Junot Díaz: I think I discovered books as soon as I landed. I think within weeks, I was at school, enrolled, ready to go and within days of being enrolled, we were all taken to the library and given a little tour of the library and, when I saw that tiny room, I think, you know, sometimes there's a click in the universe and, at that moment, there was a click. My life changed. I met my future, in a way, and a part of me knew it. I fell in love with books so profoundly when I was six and that- that love has carried me through to today.

I need to read at least 100 books before I can write a story. I think I might extract a word from each book I read and so or maybe a sentence from each book I read and that's been an interesting journey because, for me, the writing is connected so intrinsically to this immense amount of reading that I do. I read voraciously, omnivorously, compulsively and in some ways, all that reading and that experience of being a reader shapes my writing more than anything.

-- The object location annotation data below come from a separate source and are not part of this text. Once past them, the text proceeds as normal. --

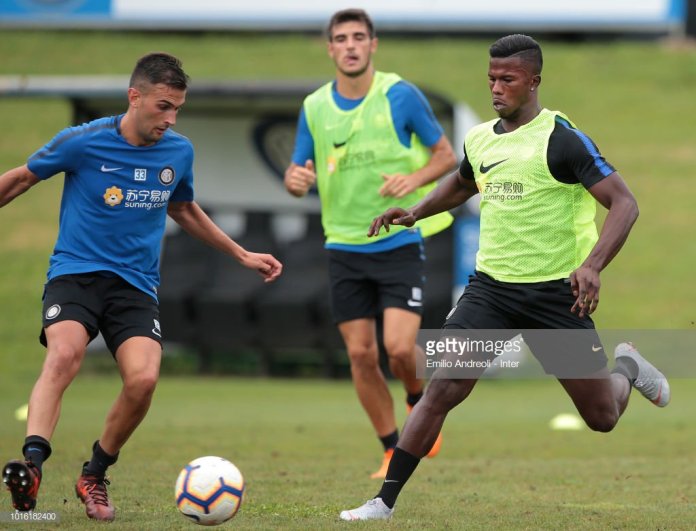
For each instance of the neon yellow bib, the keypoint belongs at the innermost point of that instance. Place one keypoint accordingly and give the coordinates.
(533, 227)
(353, 150)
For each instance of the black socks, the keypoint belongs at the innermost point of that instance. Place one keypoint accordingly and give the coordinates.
(100, 461)
(412, 400)
(36, 449)
(400, 469)
(626, 366)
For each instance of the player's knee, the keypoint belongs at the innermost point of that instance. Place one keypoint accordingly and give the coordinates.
(443, 395)
(141, 386)
(363, 357)
(399, 352)
(63, 361)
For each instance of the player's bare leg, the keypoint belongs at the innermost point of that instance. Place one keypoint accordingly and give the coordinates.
(139, 362)
(67, 342)
(360, 338)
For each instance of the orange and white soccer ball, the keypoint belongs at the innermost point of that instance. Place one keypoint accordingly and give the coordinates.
(209, 490)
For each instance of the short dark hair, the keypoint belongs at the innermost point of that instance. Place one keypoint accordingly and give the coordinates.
(350, 15)
(521, 46)
(159, 67)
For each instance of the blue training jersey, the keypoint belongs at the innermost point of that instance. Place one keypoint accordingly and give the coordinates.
(115, 196)
(411, 113)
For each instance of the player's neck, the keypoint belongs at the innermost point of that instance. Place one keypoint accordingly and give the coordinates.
(520, 118)
(129, 132)
(357, 87)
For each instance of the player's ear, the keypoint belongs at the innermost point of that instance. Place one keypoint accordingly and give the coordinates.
(536, 81)
(133, 96)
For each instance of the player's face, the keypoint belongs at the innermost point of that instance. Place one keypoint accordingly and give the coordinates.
(351, 48)
(512, 85)
(156, 107)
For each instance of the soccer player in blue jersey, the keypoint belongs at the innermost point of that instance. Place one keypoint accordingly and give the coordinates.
(123, 175)
(366, 138)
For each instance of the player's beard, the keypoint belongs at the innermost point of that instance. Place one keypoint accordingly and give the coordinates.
(359, 72)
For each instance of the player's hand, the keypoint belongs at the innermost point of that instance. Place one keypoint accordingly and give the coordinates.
(397, 185)
(393, 216)
(585, 284)
(265, 264)
(299, 179)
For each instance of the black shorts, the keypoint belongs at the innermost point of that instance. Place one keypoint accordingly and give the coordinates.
(364, 284)
(566, 345)
(101, 303)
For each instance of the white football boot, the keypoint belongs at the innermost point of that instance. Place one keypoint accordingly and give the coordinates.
(373, 509)
(651, 383)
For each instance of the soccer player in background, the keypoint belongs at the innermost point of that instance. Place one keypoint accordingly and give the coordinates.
(366, 138)
(539, 257)
(123, 175)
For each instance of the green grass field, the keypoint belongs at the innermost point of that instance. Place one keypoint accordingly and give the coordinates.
(306, 451)
(306, 447)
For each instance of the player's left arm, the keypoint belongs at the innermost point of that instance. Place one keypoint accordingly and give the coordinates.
(614, 195)
(420, 119)
(191, 217)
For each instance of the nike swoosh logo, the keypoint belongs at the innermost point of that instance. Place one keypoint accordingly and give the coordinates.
(105, 169)
(486, 169)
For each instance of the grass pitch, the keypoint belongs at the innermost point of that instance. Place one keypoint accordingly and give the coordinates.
(306, 451)
(306, 447)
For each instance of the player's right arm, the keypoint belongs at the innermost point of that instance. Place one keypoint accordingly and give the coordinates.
(15, 182)
(452, 191)
(299, 179)
(300, 175)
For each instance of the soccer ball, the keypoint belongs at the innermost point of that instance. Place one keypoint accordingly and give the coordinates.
(209, 490)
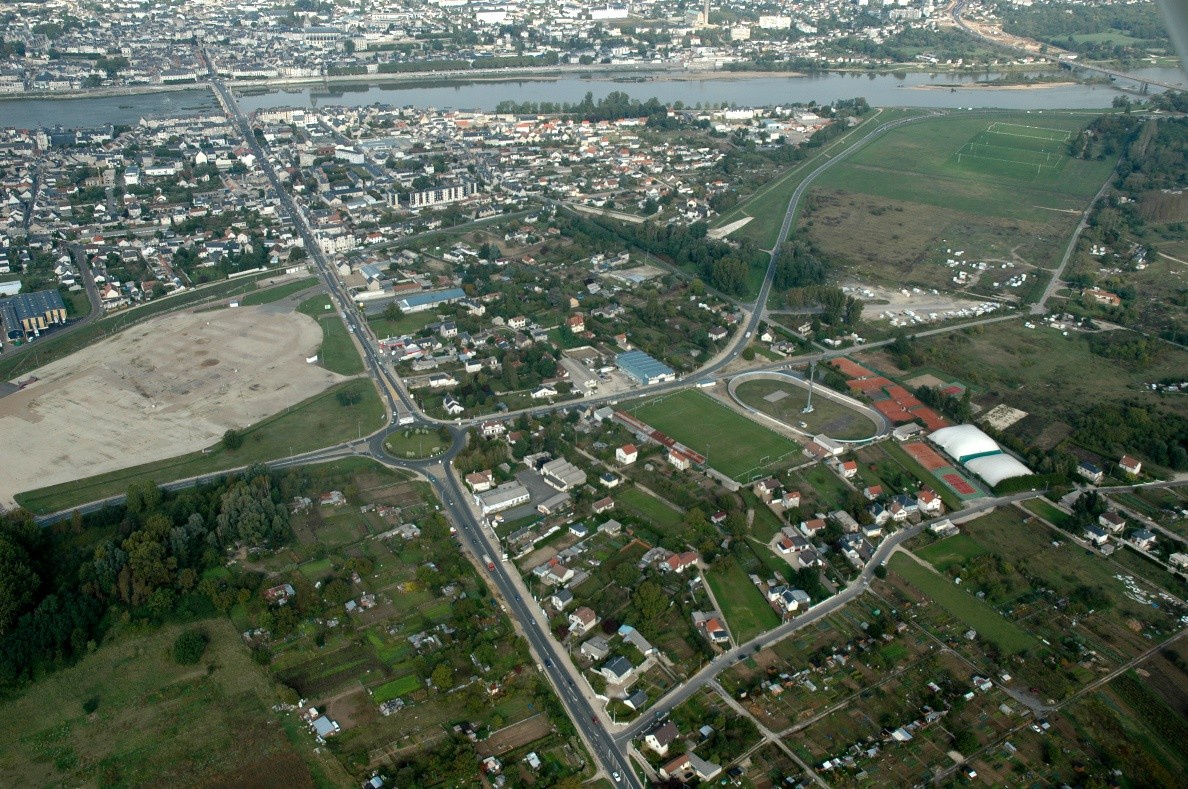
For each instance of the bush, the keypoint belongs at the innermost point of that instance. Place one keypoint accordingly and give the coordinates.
(189, 647)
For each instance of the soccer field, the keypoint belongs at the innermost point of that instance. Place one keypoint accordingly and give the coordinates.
(732, 443)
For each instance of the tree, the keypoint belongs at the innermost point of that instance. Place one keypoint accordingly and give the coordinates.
(189, 647)
(442, 676)
(393, 313)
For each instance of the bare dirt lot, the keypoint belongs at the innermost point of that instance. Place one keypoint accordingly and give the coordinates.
(158, 390)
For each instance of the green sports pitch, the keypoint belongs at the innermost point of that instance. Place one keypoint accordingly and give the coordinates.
(732, 443)
(1015, 150)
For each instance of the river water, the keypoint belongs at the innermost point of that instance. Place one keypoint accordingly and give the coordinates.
(879, 89)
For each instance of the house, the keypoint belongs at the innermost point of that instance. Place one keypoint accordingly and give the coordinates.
(617, 670)
(680, 562)
(1130, 466)
(711, 625)
(845, 521)
(604, 505)
(680, 460)
(611, 528)
(626, 454)
(543, 391)
(847, 468)
(561, 599)
(929, 503)
(280, 594)
(595, 648)
(659, 739)
(689, 767)
(1103, 296)
(1111, 522)
(332, 499)
(637, 700)
(480, 481)
(813, 528)
(1091, 472)
(766, 490)
(323, 726)
(581, 620)
(1143, 538)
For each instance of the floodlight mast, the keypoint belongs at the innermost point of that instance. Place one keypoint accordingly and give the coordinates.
(808, 406)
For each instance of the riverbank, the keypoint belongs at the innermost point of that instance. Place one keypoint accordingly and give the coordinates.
(105, 93)
(991, 86)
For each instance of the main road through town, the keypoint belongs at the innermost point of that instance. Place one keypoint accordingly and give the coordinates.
(608, 750)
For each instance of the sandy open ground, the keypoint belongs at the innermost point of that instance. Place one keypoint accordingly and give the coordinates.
(158, 390)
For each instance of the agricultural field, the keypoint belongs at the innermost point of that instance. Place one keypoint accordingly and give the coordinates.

The only thing that reading can't give you is the world and, for that, there's travel and there's really throwing yourself out there. But reading is a wonderful way to come in contact with other human subjectivities. Nothing communicates the interiority of another human quite like a novel can, or the interiorities of other humans quite like a novel can. Books have always given me that fundamental human experience, which is communion. I feel very strongly, a very strong love and need for communion and novels and fiction give that to me across a space and time. There's no way the internet can compete with a novel for connecting me, you know? I mean, the internet can connect me maybe to someone in Kazakhstan but a novel can connect me to someone in Kazakhstan 200 years ago. Really remarkable stuff, you know? And not just the level of words but to connect at level of spirit, at the level of dreams, at the level of hope, it's really great, man. It's worth the price of admission.